In [112]:
import os 
from tqdm import tqdm
import numpy as np
import pandas as pd

import torch
import torch.nn as nn
import torch.functional as F
import torch.utils.data as data

from metal import EndModel
from preprocess import NlpProcess

from pytorch_pretrained_bert import BertTokenizer, BertModel, BertForMaskedLM

### Goal: run standard MeTaL (single-task) EndModel for QNLI ranking task. 

### Preprocess data

In [166]:
class BertDataset(data.Dataset):
    def __init__(self, src_path, tokenizer):
        super(BertDataset, self).__init__()
        self.src_path = src_path
        self.tokenizer = tokenizer
        self.raw_data = None
        self.tokens = None
        self.segments = None
        self.labels = None
        
    def __getitem__(self, index):
        return (self.tokens[index], self.segments[index]), self.labels[index]
    
    def __len__(self):
        return self.raw_data.shape[0]

    def load_data(self):
        self.raw_data = pd.read_csv(
            self.src_path, sep='\t', header=0,
            index_col=0, error_bad_lines=False, warn_bad_lines=False
        )
        if 'label' not in self.raw_data.columns:
            # add dummy column to match data input format
            self.raw_data['label'] = ['entailment'] * self.__len__()
    
    def preprocess_data(self):
        raise NotImplementedError
            
class QNLIDataset(BertDataset):
    def __init__(self, src_path, tokenizer):
        super(QNLIDataset, self).__init__(src_path, tokenizer)

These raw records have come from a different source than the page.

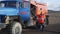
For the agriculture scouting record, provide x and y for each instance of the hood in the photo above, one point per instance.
(9, 11)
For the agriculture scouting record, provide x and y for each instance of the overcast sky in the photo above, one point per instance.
(52, 4)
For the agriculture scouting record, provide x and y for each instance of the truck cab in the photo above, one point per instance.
(9, 16)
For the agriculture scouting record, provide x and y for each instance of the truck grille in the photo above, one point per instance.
(2, 18)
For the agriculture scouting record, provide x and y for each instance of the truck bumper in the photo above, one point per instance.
(2, 25)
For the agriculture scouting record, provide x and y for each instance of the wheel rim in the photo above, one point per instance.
(17, 30)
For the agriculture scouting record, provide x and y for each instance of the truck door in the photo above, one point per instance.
(25, 10)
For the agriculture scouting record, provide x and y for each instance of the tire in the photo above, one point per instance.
(15, 28)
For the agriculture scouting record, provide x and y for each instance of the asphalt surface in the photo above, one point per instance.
(52, 28)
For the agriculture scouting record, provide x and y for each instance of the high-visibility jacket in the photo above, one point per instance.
(41, 19)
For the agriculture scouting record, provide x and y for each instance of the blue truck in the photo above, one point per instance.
(15, 15)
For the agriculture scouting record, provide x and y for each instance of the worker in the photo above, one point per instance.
(41, 20)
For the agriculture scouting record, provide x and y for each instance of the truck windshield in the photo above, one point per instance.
(8, 4)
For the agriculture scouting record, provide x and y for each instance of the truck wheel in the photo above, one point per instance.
(15, 28)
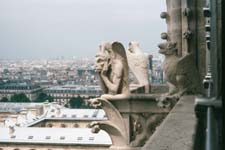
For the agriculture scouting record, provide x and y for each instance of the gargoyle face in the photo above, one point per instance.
(167, 48)
(100, 61)
(133, 46)
(101, 57)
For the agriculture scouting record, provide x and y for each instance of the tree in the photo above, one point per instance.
(4, 99)
(76, 102)
(21, 97)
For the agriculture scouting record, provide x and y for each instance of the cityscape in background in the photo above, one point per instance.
(58, 80)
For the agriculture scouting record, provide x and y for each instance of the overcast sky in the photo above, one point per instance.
(54, 28)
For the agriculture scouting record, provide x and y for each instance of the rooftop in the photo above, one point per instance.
(69, 136)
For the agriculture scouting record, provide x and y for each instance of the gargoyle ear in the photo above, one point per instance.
(174, 44)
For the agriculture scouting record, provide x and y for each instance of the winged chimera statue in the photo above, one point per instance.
(138, 64)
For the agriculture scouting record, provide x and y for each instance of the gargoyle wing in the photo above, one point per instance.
(138, 64)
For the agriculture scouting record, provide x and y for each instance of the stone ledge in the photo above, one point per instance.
(177, 130)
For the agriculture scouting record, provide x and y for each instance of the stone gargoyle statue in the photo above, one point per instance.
(112, 67)
(138, 64)
(180, 73)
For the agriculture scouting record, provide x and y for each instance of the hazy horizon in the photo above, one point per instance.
(33, 29)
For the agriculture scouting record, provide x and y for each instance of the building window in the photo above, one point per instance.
(48, 137)
(63, 126)
(49, 125)
(76, 125)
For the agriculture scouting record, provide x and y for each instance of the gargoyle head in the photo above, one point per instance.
(168, 48)
(133, 46)
(102, 56)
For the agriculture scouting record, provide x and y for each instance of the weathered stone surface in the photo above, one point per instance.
(180, 72)
(112, 66)
(138, 64)
(177, 131)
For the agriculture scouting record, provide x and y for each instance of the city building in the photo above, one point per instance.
(11, 88)
(62, 94)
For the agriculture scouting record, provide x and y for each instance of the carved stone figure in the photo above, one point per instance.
(181, 73)
(138, 63)
(112, 66)
(103, 63)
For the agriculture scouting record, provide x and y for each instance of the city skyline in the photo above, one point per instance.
(52, 29)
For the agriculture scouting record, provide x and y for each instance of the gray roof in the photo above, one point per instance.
(16, 107)
(69, 136)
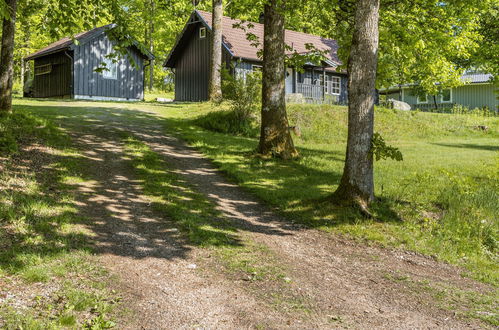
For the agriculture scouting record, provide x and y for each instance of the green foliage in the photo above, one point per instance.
(380, 150)
(434, 202)
(244, 98)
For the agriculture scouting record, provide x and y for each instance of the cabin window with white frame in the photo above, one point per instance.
(202, 33)
(333, 85)
(446, 96)
(111, 70)
(423, 99)
(257, 68)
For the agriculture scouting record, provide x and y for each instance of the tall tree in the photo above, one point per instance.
(215, 83)
(151, 42)
(275, 138)
(6, 58)
(357, 183)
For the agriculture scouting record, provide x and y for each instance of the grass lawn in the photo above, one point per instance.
(442, 200)
(47, 270)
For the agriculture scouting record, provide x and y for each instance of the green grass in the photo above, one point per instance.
(204, 226)
(44, 250)
(442, 200)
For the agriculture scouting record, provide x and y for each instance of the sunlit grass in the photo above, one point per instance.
(44, 252)
(442, 200)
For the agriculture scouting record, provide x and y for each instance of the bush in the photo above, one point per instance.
(228, 122)
(243, 92)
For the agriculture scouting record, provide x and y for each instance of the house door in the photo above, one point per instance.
(289, 80)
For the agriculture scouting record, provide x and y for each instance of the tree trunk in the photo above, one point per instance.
(6, 59)
(215, 84)
(275, 138)
(357, 183)
(151, 44)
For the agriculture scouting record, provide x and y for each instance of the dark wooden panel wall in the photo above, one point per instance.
(89, 56)
(193, 67)
(57, 83)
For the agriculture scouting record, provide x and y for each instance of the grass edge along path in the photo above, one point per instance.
(443, 212)
(196, 217)
(48, 275)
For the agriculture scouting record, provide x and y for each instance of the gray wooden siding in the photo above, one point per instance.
(89, 56)
(471, 96)
(193, 67)
(57, 83)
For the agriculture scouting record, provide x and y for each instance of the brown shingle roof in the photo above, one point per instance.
(235, 39)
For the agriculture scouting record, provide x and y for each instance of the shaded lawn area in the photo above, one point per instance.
(442, 200)
(42, 239)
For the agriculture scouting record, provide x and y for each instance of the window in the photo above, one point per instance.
(257, 67)
(111, 70)
(43, 69)
(446, 96)
(202, 33)
(333, 85)
(423, 99)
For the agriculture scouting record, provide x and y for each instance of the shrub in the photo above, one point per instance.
(243, 92)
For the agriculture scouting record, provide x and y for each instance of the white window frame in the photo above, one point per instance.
(421, 102)
(334, 85)
(442, 96)
(111, 70)
(202, 32)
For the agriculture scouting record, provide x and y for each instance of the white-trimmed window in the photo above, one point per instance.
(423, 99)
(446, 96)
(111, 70)
(333, 85)
(256, 67)
(202, 33)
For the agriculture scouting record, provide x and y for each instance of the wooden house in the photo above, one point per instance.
(190, 60)
(478, 91)
(67, 69)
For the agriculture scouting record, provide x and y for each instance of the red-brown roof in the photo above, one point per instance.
(235, 39)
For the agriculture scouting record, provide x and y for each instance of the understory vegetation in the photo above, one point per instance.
(48, 277)
(442, 200)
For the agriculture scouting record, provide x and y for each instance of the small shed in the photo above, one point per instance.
(67, 69)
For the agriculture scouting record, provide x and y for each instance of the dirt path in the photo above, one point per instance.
(346, 284)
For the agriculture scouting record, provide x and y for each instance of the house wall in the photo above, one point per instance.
(89, 56)
(471, 96)
(57, 83)
(192, 68)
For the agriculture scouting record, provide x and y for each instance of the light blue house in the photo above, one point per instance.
(477, 92)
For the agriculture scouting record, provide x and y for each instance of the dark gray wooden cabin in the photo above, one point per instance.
(190, 61)
(66, 69)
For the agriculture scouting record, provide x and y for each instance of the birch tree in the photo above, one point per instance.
(357, 183)
(7, 57)
(275, 138)
(215, 83)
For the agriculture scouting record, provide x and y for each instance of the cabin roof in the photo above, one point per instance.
(235, 41)
(67, 42)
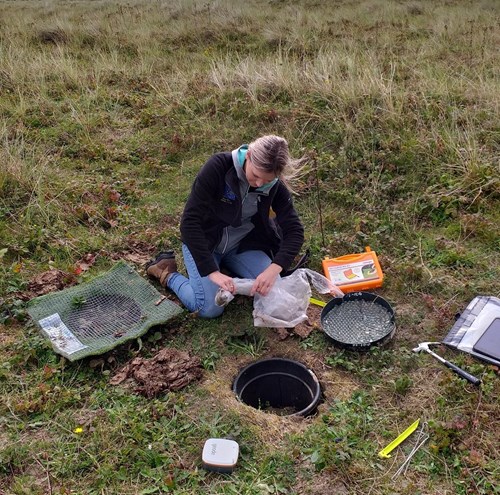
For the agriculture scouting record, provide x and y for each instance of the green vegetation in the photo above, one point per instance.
(108, 109)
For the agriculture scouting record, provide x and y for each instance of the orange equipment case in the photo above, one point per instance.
(354, 272)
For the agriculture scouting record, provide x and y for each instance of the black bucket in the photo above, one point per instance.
(278, 385)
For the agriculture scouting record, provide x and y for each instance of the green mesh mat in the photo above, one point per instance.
(98, 315)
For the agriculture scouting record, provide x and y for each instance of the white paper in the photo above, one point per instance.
(60, 335)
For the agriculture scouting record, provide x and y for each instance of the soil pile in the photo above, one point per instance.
(169, 370)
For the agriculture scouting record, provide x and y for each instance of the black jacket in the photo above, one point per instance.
(215, 202)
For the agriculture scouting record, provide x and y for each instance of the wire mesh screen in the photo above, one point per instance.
(358, 322)
(98, 315)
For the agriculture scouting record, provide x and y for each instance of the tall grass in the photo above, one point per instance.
(108, 109)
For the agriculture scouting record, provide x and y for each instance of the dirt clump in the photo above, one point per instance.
(169, 370)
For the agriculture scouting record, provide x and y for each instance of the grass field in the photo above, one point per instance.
(108, 109)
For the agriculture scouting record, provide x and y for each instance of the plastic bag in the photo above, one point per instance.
(286, 304)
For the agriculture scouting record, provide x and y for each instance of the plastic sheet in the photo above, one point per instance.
(286, 304)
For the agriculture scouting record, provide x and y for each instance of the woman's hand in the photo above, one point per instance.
(265, 281)
(223, 281)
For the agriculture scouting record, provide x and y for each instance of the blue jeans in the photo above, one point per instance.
(197, 293)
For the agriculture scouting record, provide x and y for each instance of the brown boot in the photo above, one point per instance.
(162, 266)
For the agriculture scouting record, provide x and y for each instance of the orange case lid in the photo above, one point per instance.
(354, 272)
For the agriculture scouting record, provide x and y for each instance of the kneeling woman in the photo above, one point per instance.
(239, 216)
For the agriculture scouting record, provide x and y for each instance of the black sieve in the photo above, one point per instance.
(358, 321)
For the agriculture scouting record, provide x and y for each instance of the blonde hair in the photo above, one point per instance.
(270, 153)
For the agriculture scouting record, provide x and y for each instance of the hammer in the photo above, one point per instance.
(424, 346)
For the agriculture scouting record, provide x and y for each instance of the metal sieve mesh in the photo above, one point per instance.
(358, 322)
(96, 316)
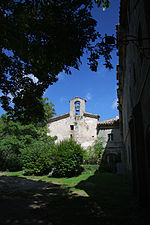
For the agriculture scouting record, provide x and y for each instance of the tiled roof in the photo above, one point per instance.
(114, 121)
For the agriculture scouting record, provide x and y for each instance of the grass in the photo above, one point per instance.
(98, 198)
(70, 183)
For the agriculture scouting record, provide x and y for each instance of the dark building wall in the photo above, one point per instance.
(134, 92)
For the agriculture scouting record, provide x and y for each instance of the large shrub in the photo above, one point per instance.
(14, 137)
(36, 158)
(67, 159)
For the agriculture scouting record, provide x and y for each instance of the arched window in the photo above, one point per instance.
(77, 107)
(148, 145)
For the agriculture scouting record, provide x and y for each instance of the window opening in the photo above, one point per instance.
(77, 108)
(72, 127)
(110, 137)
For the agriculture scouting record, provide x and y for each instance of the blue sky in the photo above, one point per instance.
(98, 88)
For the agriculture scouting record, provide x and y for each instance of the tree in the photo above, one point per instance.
(39, 39)
(16, 137)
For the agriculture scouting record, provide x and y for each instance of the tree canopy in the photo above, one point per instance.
(38, 40)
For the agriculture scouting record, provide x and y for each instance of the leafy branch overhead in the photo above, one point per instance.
(41, 38)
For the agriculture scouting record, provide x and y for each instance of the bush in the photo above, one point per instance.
(68, 158)
(93, 154)
(36, 158)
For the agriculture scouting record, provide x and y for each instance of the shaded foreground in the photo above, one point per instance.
(103, 199)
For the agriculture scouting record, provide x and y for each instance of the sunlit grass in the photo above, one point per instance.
(70, 183)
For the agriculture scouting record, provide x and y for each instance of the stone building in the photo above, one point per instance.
(133, 74)
(78, 124)
(85, 127)
(109, 131)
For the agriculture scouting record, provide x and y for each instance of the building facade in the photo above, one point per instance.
(133, 74)
(85, 127)
(78, 124)
(109, 131)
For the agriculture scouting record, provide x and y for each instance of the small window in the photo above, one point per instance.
(77, 107)
(72, 127)
(110, 137)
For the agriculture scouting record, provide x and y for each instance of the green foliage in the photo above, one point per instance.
(36, 158)
(40, 39)
(110, 166)
(93, 154)
(68, 157)
(14, 137)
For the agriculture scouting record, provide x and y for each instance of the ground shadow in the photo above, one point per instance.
(24, 201)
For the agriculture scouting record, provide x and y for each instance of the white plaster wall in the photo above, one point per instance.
(60, 128)
(84, 132)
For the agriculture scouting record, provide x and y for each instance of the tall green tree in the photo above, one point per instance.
(39, 39)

    def preprocess_data(self):
        tokens_indices = []
        segments = []
        #for i, row in tqdm(data.iterrows()):
        for i, row in tqdm(list(self.raw_data.iterrows())[:1]):
            question = row.question
            sentence = row.sentence
            tokenized_question = self.tokenizer.tokenize(question)
            tokenized_sentence = self.tokenizer.tokenize(sentence)
            tokenized_text = tokenized_question + ['[SEP]'] + tokenized_sentence
            tokens_indices.append(self.tokenizer.convert_tokens_to_ids(tokenized_text))
            segments.append(([0] * (len(tokenized_question)+1)) + ([1] * len(tokenized_sentence)))
            y_train[i, 0] = 1*(self.raw_data.label[i]=='entailment')
            y_train[i, 1] = 1*(self.raw_data.label[i]=='not_entailment')
        self.labels = labels
        self.tokens = tokens_indices
        self.segments = segments

In [185]:
def collate_fn(batch, max_len=-1):
    batch_size = len(batch)
    max_sent_len = int(np.max([len(x) for x in batch]))
    if max_len > 0 and max_len < max_sent_len:
        max_sent_len = max_len
    if type == "float":
        idx_matrix = np.zeros((batch_size, max_sent_len), dtype=np.float32)
        seg_matrix = np.zeros((batch_size, max_sent_len), dtype=np.float32)
        
    else:
        idx_matrix = np.zeros((batch_size, max_sent_len), dtype=np.int)
        seg_matrix = np.zeros((batch_size, max_sent_len), dtype=np.float32)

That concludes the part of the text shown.